Just the other day I received this amazing story from a professional hand balancer by the name of Jonathan Ferland-Valois.

I can’t vouch for the accuracy of the story but that doesn’t make it any less of a good story. And I do hope its true.


Hi! I heard a story you might find very interesting. I work in a circus, I’m an acrobat that trains in hand balancing, aerial straps, and strength stuff (per example, I’m working hard on my one arm handstand push-up). I already talked with you like one year ago, when I was still in Montréal (I told you I was an ex-gymnast). Today, I was training with other performers for a show we’ll have soon, and one of them told me that cool story:

ONE HAND BALANCEOne of his friends, a good hand balancer, went in China, where he wanted to train with a master of hand balancing. That master was in his 60’s. The student showed him his one arm handstand, which was already very good and solid. The master went in handstand right beside him, then he used one of his hands to slap him, telling him to do better. The student tried to correct his position, and then the master stayed in one-arm handstand, and started pushing him with his free hand, saying: “You’re not enough stable.” The student felt back in a regular handstand, but the master kept pushing him with his free hand, telling him he wasn’t stable, until the student just fell on his back. All the time, the master stayed in one arm handstand, pushing and slapping the student.

When the student (the performer’s friend) came back, he had crazy good hand balancing.
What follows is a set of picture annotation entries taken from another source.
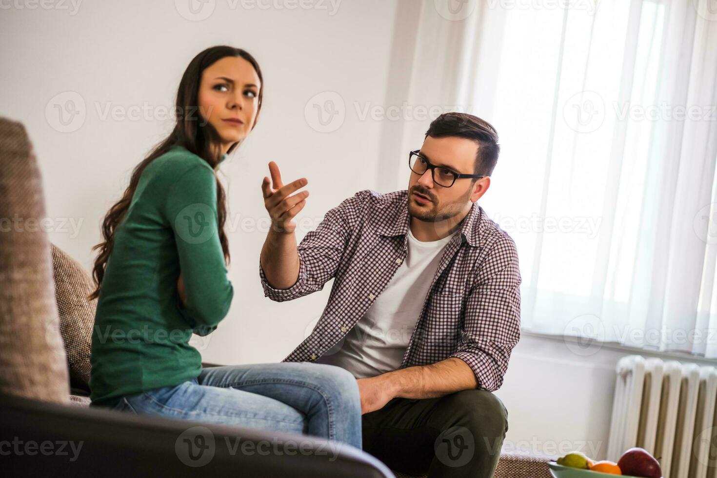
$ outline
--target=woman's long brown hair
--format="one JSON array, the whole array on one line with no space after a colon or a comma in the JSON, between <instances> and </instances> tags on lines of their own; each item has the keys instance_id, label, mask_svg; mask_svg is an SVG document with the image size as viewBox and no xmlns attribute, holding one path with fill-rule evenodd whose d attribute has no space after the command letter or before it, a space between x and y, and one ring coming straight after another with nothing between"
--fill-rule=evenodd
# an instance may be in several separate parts
<instances>
[{"instance_id":1,"label":"woman's long brown hair","mask_svg":"<svg viewBox=\"0 0 717 478\"><path fill-rule=\"evenodd\" d=\"M212 47L207 48L190 62L189 65L182 75L177 92L176 111L177 123L174 129L168 136L161 141L141 163L135 166L130 179L130 185L125 190L122 199L115 204L105 216L102 223L102 234L105 240L94 246L92 250L100 249L95 267L92 269L92 277L95 279L95 289L87 296L88 300L96 299L100 295L100 287L105 276L105 267L107 260L112 252L114 242L115 230L117 226L125 217L129 209L132 196L139 183L140 176L147 166L155 159L169 150L174 145L180 145L206 161L214 169L222 159L221 150L219 147L219 138L216 130L202 118L199 108L199 85L201 82L201 74L208 67L226 57L240 57L254 67L257 75L261 82L257 98L257 115L254 125L259 118L259 112L262 107L262 98L264 96L264 78L259 64L251 54L243 49L232 47ZM252 128L253 128L253 125ZM231 153L239 143L235 143L229 148L227 153ZM217 211L219 222L219 242L224 251L224 261L228 264L230 260L229 253L229 242L224 226L227 219L227 198L224 188L217 178Z\"/></svg>"}]
</instances>

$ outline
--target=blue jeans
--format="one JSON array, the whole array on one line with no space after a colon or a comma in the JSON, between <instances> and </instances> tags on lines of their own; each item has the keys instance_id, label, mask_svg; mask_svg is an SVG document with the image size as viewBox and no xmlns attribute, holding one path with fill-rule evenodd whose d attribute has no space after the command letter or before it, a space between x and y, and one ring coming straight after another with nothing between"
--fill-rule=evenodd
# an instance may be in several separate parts
<instances>
[{"instance_id":1,"label":"blue jeans","mask_svg":"<svg viewBox=\"0 0 717 478\"><path fill-rule=\"evenodd\" d=\"M350 372L330 365L206 368L179 385L125 396L114 409L313 435L361 448L358 386Z\"/></svg>"}]
</instances>

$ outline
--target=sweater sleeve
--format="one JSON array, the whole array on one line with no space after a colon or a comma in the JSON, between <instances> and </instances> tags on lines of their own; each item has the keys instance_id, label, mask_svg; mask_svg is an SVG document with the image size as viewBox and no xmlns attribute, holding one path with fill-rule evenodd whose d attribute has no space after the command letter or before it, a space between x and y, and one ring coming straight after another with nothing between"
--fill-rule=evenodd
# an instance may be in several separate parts
<instances>
[{"instance_id":1,"label":"sweater sleeve","mask_svg":"<svg viewBox=\"0 0 717 478\"><path fill-rule=\"evenodd\" d=\"M177 310L194 333L206 335L226 317L234 296L219 242L213 171L202 165L190 168L170 187L163 209L186 295L186 308L178 298Z\"/></svg>"}]
</instances>

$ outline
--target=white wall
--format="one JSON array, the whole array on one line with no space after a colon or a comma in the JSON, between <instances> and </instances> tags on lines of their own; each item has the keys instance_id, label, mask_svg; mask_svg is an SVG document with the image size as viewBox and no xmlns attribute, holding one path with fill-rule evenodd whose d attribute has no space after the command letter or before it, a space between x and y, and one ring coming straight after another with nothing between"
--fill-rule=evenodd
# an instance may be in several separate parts
<instances>
[{"instance_id":1,"label":"white wall","mask_svg":"<svg viewBox=\"0 0 717 478\"><path fill-rule=\"evenodd\" d=\"M0 115L22 121L29 130L48 216L80 225L76 233L67 226L51 231L51 240L89 270L104 214L126 186L131 168L171 127L171 121L150 113L133 120L103 119L102 112L108 106L127 112L146 105L156 115L171 107L184 69L206 47L228 44L255 54L265 79L261 118L222 167L229 221L237 226L229 231L229 273L237 293L217 332L196 345L209 361L276 362L304 339L330 285L293 302L263 297L257 265L264 233L251 224L242 227L242 220L255 224L266 217L260 185L271 160L287 179L309 178L311 196L301 214L308 221L300 222L305 226L300 236L355 191L385 190L397 178L400 183L401 124L362 120L361 112L400 105L406 97L419 10L406 0L343 0L333 14L328 1L314 2L326 10L212 4L212 14L195 21L183 18L170 0L83 2L75 14L4 8ZM61 133L52 116L53 97L68 91L84 101L86 117L76 130ZM335 105L345 120L320 133L305 107L327 91L338 93ZM574 350L560 340L523 334L498 392L510 414L508 447L555 454L561 452L559 446L587 442L587 452L604 457L613 371L626 352L604 348L584 355Z\"/></svg>"},{"instance_id":2,"label":"white wall","mask_svg":"<svg viewBox=\"0 0 717 478\"><path fill-rule=\"evenodd\" d=\"M132 168L171 129L171 121L155 118L172 106L189 60L219 44L254 54L265 82L261 117L222 168L228 221L237 226L228 231L235 300L218 333L198 348L211 361L279 361L303 340L328 288L293 303L263 297L257 267L265 234L257 226L267 217L262 178L272 160L285 179L308 178L311 196L301 214L307 219L302 236L347 196L376 188L381 124L361 120L353 103L383 102L397 4L345 0L335 10L336 1L315 0L304 4L313 9L289 10L258 7L273 4L267 1L244 2L254 8L234 3L232 9L230 0L209 2L215 5L212 14L194 21L183 18L171 0L87 1L74 15L1 9L0 38L11 47L0 51L0 114L27 128L48 216L58 228L63 218L80 225L77 232L69 227L51 231L51 240L90 270L104 214L126 187ZM76 130L61 133L53 128L57 112L51 109L48 120L46 107L67 91L81 97L86 117ZM316 130L315 116L305 116L312 97L324 92L338 92L346 105L345 120L331 133ZM130 107L144 105L150 113L138 120L103 115L108 106L129 113ZM309 113L314 113L310 105ZM244 219L249 222L242 226Z\"/></svg>"}]
</instances>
And his numero was absolutely incredible. There was a 8 foot high stand, with handbalancing canes on it. To go on the stand, there was pegs, climbing with about a 45 degrees angle. Do you know how the guys was going on the stand? Not climbing the pegs on his hands, it would have been too easy. He was doing it in Thomas flares! And another crazy trick he had in his routine was a one arm back handspring, stopping in one arm handstand. That’s nuts, isn’t?

So, I asked my friend to find a video of that. Cause I really, really want to see. If I ever get the video, I’ll ask their permission to send it to you. Cause you already know very good western hand balancer. But maybe there’s a couple of very crazy hand balancers from far east that you’d like to know about! Anyway, now I want to go train in China, ha ha! And I’ll probably do it not this summer, but at the end of the next summer.

Good training, for pulling that firetruck!


Thanks for sending that in and I hope you get a hold of that video.